Dopo i saluti e l’introduzione dei lavori di Geronimo La Russa, Presidente di Automobile Club Milano, nei tre panel relatori qualificati hanno sviluppato altrettanti filoni di discussione con Umberto Zapelloni, curatore del ‘Foglio Mobilità’ e con i giornalisti del ‘Foglio quotidiano’. ‘La certezza di come ci muoveremo nei prossimi anni non ce l’ho – afferma Geronimo La Russa, presidente di Automobile Club Milano – però ho una convinzione: l’auto sarà ancora per lungo tempo protagonista perché è uno strumento di libertà che non può essere ingabbiato in scenari ideologici o improvvisati. La mobilità è importante, è un diritto di tutti e va gestita con attenzione e correttezza nel rispetto delle regole’.
Nel primo panel ‘Quale futuro ci aspetta tra elettrico, ibrido e termico’ il dibattito si è incentrato su come cambierà il nostro rapporto con le auto e con i mezzi di trasporto.
Michele Crisci – Presidente e Amministratore delegato di Volvo Car Italia, sottolinea: ‘L’elettrificazione è per Volvo una scelta, come la sicurezza. Già nel 2019 abbiamo annunciato che tutte le future Volvo sarebbero state elettrificate. Dal 2030 in avanti produrremo solo elettriche.
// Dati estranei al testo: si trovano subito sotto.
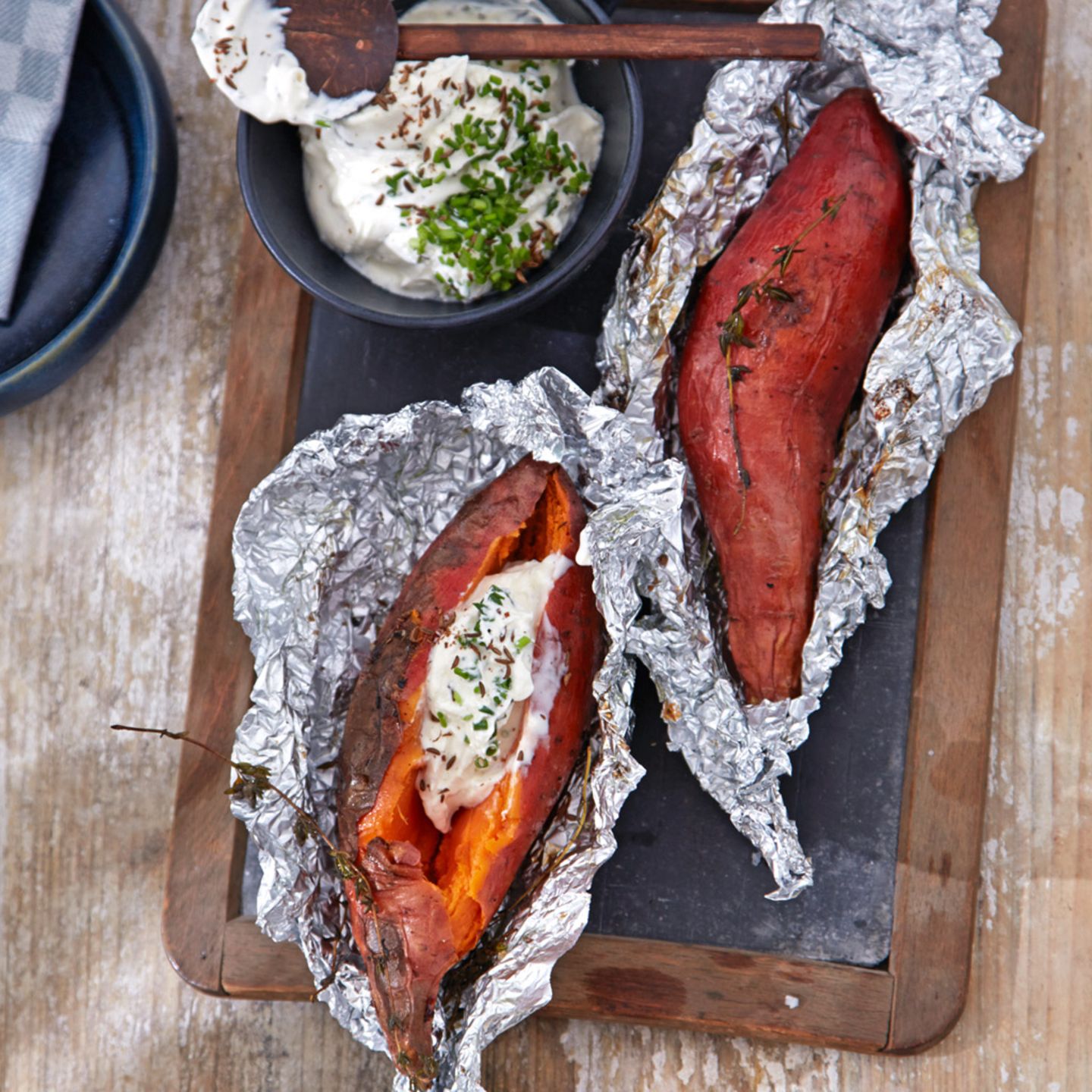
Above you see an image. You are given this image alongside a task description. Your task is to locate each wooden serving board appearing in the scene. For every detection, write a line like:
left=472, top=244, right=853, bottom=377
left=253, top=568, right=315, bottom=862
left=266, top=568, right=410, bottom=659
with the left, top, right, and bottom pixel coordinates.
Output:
left=164, top=0, right=1045, bottom=1052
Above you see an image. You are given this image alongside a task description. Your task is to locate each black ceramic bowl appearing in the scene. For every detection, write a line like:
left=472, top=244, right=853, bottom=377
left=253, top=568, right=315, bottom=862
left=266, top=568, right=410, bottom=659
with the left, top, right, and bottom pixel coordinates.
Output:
left=0, top=0, right=178, bottom=414
left=237, top=0, right=642, bottom=328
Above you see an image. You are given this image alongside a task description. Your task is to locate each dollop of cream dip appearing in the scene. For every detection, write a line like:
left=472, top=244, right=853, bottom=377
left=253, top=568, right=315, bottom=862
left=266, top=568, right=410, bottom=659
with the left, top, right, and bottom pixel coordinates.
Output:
left=301, top=0, right=603, bottom=301
left=417, top=554, right=573, bottom=832
left=191, top=0, right=375, bottom=126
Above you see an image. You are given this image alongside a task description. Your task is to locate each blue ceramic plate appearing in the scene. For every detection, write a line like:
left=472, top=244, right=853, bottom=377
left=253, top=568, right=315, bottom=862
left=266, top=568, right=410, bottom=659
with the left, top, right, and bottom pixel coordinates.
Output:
left=0, top=0, right=178, bottom=413
left=236, top=0, right=643, bottom=328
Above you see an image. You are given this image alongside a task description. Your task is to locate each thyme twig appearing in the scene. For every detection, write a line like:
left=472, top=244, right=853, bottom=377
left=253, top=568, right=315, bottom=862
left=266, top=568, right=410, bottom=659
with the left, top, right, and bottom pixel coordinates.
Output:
left=717, top=192, right=847, bottom=535
left=110, top=724, right=372, bottom=905
left=508, top=744, right=592, bottom=914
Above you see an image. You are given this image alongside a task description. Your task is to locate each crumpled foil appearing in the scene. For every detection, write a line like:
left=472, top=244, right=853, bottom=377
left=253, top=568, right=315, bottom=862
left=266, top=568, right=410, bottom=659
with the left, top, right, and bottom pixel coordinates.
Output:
left=598, top=0, right=1042, bottom=899
left=226, top=369, right=642, bottom=1092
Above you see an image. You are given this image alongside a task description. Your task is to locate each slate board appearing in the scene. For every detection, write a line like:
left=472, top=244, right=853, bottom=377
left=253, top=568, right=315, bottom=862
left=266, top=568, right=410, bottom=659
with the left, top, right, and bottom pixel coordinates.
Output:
left=241, top=34, right=927, bottom=966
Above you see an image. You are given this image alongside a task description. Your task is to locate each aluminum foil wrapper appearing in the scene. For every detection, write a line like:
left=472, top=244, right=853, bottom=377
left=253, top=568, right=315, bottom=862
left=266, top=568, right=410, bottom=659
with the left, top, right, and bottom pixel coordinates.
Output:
left=598, top=0, right=1042, bottom=899
left=226, top=369, right=642, bottom=1092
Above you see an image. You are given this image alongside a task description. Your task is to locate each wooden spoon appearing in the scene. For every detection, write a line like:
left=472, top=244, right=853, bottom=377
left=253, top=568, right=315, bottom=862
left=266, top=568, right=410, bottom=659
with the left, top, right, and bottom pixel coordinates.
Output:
left=284, top=0, right=822, bottom=99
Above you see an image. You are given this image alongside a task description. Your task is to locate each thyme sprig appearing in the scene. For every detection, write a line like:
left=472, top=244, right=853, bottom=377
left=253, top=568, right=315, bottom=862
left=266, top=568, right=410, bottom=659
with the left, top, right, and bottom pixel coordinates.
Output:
left=717, top=192, right=849, bottom=535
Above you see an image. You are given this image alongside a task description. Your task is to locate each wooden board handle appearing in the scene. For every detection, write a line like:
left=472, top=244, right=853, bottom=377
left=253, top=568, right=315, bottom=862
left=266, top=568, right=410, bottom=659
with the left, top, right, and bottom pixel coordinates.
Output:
left=399, top=23, right=822, bottom=61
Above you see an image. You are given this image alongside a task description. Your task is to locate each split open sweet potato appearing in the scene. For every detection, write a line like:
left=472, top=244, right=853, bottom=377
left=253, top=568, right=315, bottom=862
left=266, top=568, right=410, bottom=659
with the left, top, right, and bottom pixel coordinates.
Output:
left=678, top=89, right=910, bottom=702
left=337, top=457, right=601, bottom=1085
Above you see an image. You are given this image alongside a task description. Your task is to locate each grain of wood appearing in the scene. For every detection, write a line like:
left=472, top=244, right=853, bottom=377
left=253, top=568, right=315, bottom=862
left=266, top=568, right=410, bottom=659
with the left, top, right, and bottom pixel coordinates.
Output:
left=0, top=0, right=1078, bottom=1092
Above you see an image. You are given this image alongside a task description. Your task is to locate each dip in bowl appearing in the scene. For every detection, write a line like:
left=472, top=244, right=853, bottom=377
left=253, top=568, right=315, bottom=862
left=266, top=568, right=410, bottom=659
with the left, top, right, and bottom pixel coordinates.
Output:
left=237, top=0, right=641, bottom=328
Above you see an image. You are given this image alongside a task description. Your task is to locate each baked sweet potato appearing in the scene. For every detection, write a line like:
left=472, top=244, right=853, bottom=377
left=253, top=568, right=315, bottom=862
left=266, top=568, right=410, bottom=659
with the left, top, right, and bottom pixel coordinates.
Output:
left=678, top=89, right=910, bottom=702
left=337, top=457, right=601, bottom=1087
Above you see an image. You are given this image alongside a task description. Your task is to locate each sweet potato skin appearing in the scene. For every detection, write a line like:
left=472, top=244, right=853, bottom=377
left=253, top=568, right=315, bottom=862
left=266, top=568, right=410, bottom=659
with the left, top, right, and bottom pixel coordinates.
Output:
left=338, top=457, right=601, bottom=1084
left=678, top=89, right=910, bottom=702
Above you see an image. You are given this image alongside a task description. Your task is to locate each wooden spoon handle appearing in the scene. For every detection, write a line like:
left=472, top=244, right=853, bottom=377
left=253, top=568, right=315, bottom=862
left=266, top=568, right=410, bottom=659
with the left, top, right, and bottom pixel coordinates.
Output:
left=399, top=23, right=822, bottom=61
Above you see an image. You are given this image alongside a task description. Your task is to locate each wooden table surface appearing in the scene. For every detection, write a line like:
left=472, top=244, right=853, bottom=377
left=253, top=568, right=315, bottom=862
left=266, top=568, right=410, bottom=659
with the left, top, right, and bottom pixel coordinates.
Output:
left=0, top=0, right=1092, bottom=1092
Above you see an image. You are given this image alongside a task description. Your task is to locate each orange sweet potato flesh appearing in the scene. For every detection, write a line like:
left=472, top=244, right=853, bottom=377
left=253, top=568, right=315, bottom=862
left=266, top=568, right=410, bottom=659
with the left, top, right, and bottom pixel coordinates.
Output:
left=678, top=89, right=910, bottom=702
left=337, top=457, right=601, bottom=1084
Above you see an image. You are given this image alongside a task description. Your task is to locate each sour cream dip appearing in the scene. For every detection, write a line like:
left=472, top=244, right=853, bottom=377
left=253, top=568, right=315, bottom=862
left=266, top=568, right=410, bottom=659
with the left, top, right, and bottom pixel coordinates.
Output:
left=417, top=554, right=573, bottom=833
left=191, top=0, right=375, bottom=126
left=300, top=0, right=603, bottom=301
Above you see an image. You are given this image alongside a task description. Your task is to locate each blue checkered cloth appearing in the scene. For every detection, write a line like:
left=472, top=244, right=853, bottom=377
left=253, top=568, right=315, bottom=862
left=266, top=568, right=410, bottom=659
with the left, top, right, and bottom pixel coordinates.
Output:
left=0, top=0, right=83, bottom=320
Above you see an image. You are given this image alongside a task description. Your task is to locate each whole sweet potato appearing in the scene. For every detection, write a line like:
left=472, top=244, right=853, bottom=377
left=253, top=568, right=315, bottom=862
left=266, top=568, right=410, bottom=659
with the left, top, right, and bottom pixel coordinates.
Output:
left=678, top=89, right=910, bottom=702
left=337, top=457, right=601, bottom=1085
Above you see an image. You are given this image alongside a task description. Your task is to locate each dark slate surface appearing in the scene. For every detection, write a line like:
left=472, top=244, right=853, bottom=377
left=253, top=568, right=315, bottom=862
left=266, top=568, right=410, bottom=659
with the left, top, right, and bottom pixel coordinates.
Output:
left=245, top=12, right=925, bottom=965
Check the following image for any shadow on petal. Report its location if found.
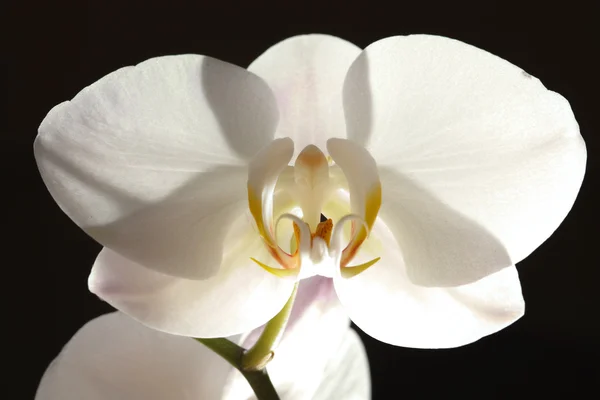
[379,167,513,287]
[200,57,278,161]
[86,167,251,279]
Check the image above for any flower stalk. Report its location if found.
[241,282,298,371]
[196,338,279,400]
[195,283,298,400]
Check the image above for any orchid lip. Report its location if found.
[248,139,381,279]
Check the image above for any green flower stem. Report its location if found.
[241,282,298,371]
[196,338,279,400]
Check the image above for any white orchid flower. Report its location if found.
[35,35,586,348]
[35,278,371,400]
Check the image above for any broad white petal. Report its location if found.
[248,35,361,155]
[224,276,350,400]
[35,313,231,400]
[89,209,294,337]
[334,219,525,348]
[312,330,371,400]
[35,55,278,279]
[344,35,586,286]
[247,138,294,247]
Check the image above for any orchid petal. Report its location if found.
[248,138,294,246]
[35,55,278,279]
[344,35,586,286]
[334,219,525,348]
[89,203,295,338]
[35,312,370,400]
[35,313,232,400]
[312,330,371,400]
[248,35,361,155]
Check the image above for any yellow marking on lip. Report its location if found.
[250,257,300,278]
[340,182,381,267]
[340,257,381,278]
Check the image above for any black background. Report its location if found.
[7,0,600,400]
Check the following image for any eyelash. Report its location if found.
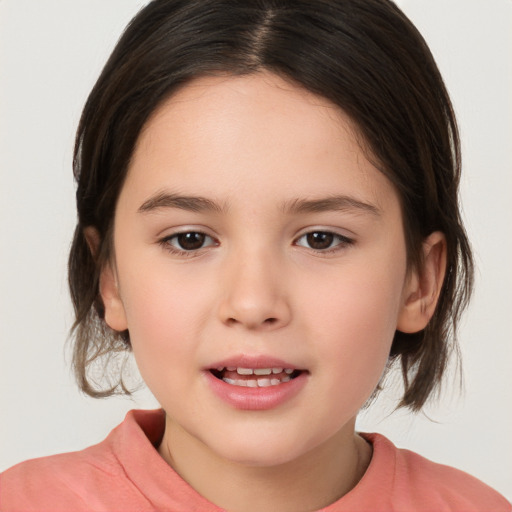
[158,229,354,258]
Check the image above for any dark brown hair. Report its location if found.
[69,0,473,410]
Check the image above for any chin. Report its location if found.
[210,435,311,468]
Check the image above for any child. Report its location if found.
[0,0,510,511]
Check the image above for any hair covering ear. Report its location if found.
[397,231,447,333]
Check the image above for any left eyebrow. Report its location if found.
[283,195,382,216]
[138,192,227,213]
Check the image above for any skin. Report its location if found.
[95,73,446,512]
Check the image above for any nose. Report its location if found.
[219,252,291,331]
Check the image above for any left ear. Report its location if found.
[396,231,446,333]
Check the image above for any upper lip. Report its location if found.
[205,355,301,370]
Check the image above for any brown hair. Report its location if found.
[69,0,473,410]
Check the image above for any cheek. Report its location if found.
[302,258,405,390]
[116,262,212,376]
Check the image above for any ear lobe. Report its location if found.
[397,231,446,333]
[84,227,128,332]
[100,262,128,332]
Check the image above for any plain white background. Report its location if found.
[0,0,512,499]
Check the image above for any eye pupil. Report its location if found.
[177,231,206,251]
[306,231,334,249]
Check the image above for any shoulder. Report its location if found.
[0,413,165,512]
[360,434,512,512]
[0,438,129,512]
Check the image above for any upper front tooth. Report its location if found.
[254,368,272,375]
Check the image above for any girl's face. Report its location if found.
[105,73,411,466]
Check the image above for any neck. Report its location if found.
[159,418,371,512]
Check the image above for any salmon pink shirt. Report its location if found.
[0,410,511,512]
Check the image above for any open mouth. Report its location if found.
[210,366,305,388]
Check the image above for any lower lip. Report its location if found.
[205,371,308,411]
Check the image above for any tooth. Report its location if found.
[254,368,272,375]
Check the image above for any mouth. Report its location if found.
[209,366,306,388]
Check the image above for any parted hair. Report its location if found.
[69,0,473,410]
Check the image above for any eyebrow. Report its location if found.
[138,192,227,213]
[283,195,381,216]
[138,192,381,216]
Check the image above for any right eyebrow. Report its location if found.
[138,192,227,213]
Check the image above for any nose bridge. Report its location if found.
[220,244,291,329]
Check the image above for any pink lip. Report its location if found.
[204,356,309,411]
[205,355,300,370]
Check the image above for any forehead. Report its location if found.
[126,73,391,213]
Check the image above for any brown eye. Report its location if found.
[176,232,206,251]
[295,231,353,252]
[162,231,215,252]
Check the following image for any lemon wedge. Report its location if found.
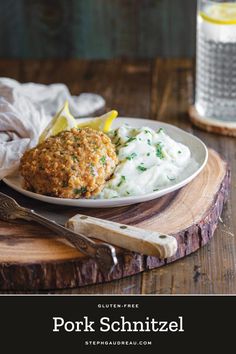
[200,2,236,25]
[77,110,118,133]
[39,101,77,144]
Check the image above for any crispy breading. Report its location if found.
[20,128,118,198]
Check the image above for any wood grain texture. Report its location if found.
[0,59,236,294]
[0,0,196,59]
[0,150,229,290]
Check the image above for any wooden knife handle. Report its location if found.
[66,214,177,258]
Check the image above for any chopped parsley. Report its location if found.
[115,138,120,146]
[124,137,137,146]
[117,176,126,187]
[74,187,87,194]
[62,181,68,188]
[100,156,106,165]
[167,176,176,181]
[126,152,137,160]
[156,143,165,159]
[144,130,152,134]
[89,163,95,177]
[72,155,78,162]
[137,166,147,172]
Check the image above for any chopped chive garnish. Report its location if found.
[137,166,147,172]
[126,152,137,160]
[117,176,125,187]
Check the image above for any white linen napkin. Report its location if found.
[0,78,105,180]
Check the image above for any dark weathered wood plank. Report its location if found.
[142,60,236,294]
[0,0,196,59]
[0,60,236,294]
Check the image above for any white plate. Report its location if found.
[4,118,208,208]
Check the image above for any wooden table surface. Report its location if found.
[0,59,236,294]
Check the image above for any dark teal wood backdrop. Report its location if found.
[0,0,196,59]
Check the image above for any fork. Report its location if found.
[0,192,118,273]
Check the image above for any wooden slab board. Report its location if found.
[0,150,230,291]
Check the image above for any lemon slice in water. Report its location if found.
[39,101,77,143]
[77,110,118,133]
[200,2,236,25]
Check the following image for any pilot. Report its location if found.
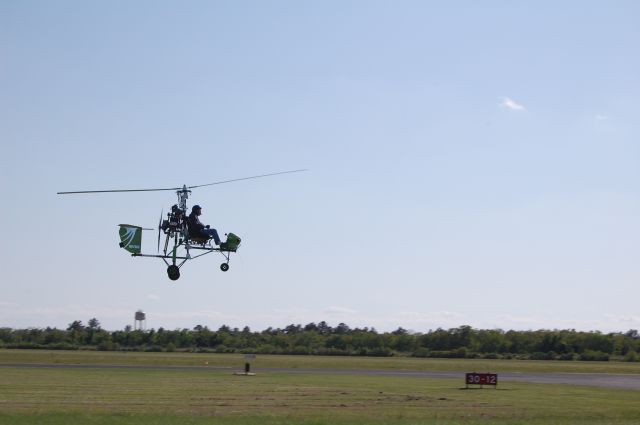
[187,205,220,245]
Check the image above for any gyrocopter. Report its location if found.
[58,169,306,280]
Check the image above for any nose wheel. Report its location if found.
[167,265,180,280]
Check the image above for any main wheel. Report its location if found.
[167,265,180,280]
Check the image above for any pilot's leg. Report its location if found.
[202,229,220,245]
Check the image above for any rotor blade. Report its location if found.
[188,168,307,189]
[158,208,164,252]
[57,187,182,195]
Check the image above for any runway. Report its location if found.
[5,363,640,390]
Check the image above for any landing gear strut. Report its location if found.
[167,265,180,280]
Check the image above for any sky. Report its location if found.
[0,0,640,332]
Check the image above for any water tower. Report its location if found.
[133,310,147,331]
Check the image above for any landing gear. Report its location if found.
[167,265,180,280]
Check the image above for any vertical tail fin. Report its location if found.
[119,224,142,254]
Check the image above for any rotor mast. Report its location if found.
[176,184,191,213]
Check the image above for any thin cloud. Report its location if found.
[500,96,526,111]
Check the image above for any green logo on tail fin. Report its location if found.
[119,224,142,254]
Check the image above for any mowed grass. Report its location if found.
[0,352,640,425]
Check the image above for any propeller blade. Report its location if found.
[188,168,307,189]
[158,208,164,252]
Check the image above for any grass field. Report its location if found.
[0,350,640,425]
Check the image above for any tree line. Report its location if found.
[0,318,640,361]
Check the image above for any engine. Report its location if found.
[160,205,186,234]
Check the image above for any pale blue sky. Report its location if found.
[0,1,640,331]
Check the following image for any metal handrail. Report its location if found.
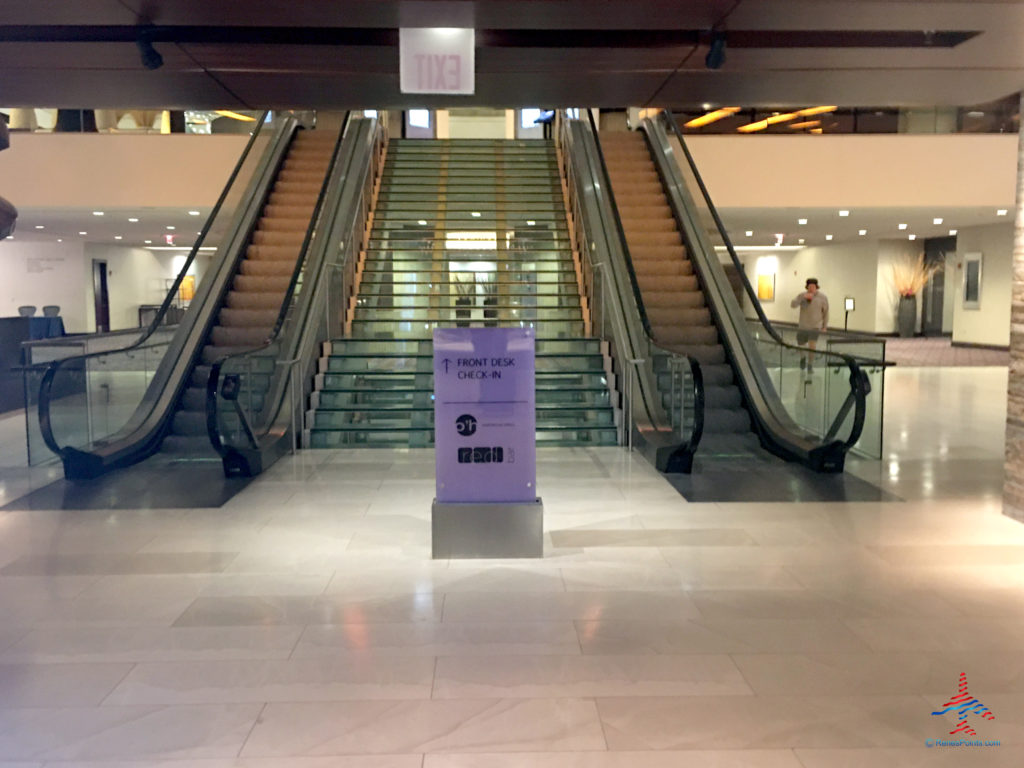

Ma il nostro concetto di sostenibilità va oltre la motorizzazione delle vetture. È un impegno a 360 gradi: dai fornitori alle concessionarie. Nel mondo i trasporti sono integrati. Nei prossimi anni si andrà da Milano a New York in poche ore, i treni saranno sempre più veloci e mi immagino che se sarai un cliente Volvo ne avrai una a disposizione ovunque. Questa trasformazione è un’opportunità per tutti noi. Mi immagino le grandi città europee che riusciranno a distinguere l’uso massiccio delle auto nelle città in cui esisterà solo lo sharing mentre tra varie città le connessioni saranno differenti’.
Giuseppe Mazzara – Marketing Communication & CRM Director di Kia Italia sottolinea: ‘Su 4,3 milioni di vetture elettrificate Kia vendite nel 2030, 1,6 milioni saranno full electric.
Le infrastrutture non offrono ancora la piena sicurezza per la scelta 100% elettrica.
Anche trovando la colonnina, la procedura di ricarica rischia di essere complesso e poco fluido. Per questo a ottobre lanceremo Kia Plug&Charge, un servizio che consente ai nostri clienti EV9 di ricaricare alle stazioni pubbliche senza complicazioni.Il futuro della mobilità è una grande opportunità per tutti. Mettendomi nei panni del cliente finale io vedo uno scenario molto pulito, molto sostenibile per l’ambiente, silenzioso e interconnesso. Le auto diventeranno come un cellulare e comunicheranno tra loro, consentendo al conducente di usufruire della guida autonoma e ammirare tutto ciò che lo circonda’.
‘Con ‘Guido la scelta’ abbiamo pensato a una start up per veicolare al cliente una comunicazione corretta riguardo l’acquisto dell’auto – afferma Angelo Simone – CEO di Guido LaScelta – . Cosa succederà tra tre anni all’auto di oggi. Le informazioni sono numerose e la paura di svalutazione è alta. Abbiamo pensato di intercettare questi bisogni di informazioni e di rassicurazioni. Sino a quando il cliente vedrà l’elettrico come imposto la vedo dura, soprattutto per chi viene da località in cui mancano le infrastrutture’.
Nel secondo dal titolo ‘Regole e tecnologia per una maggiore sicurezza in strada’ relatori si sono concentrati su come regole (il nuovo Codice della Strada) e tecnologia possano aiutare a raggiungere un buon livello di sicurezza riducendo il numero degli incidenti sulle nostre strade.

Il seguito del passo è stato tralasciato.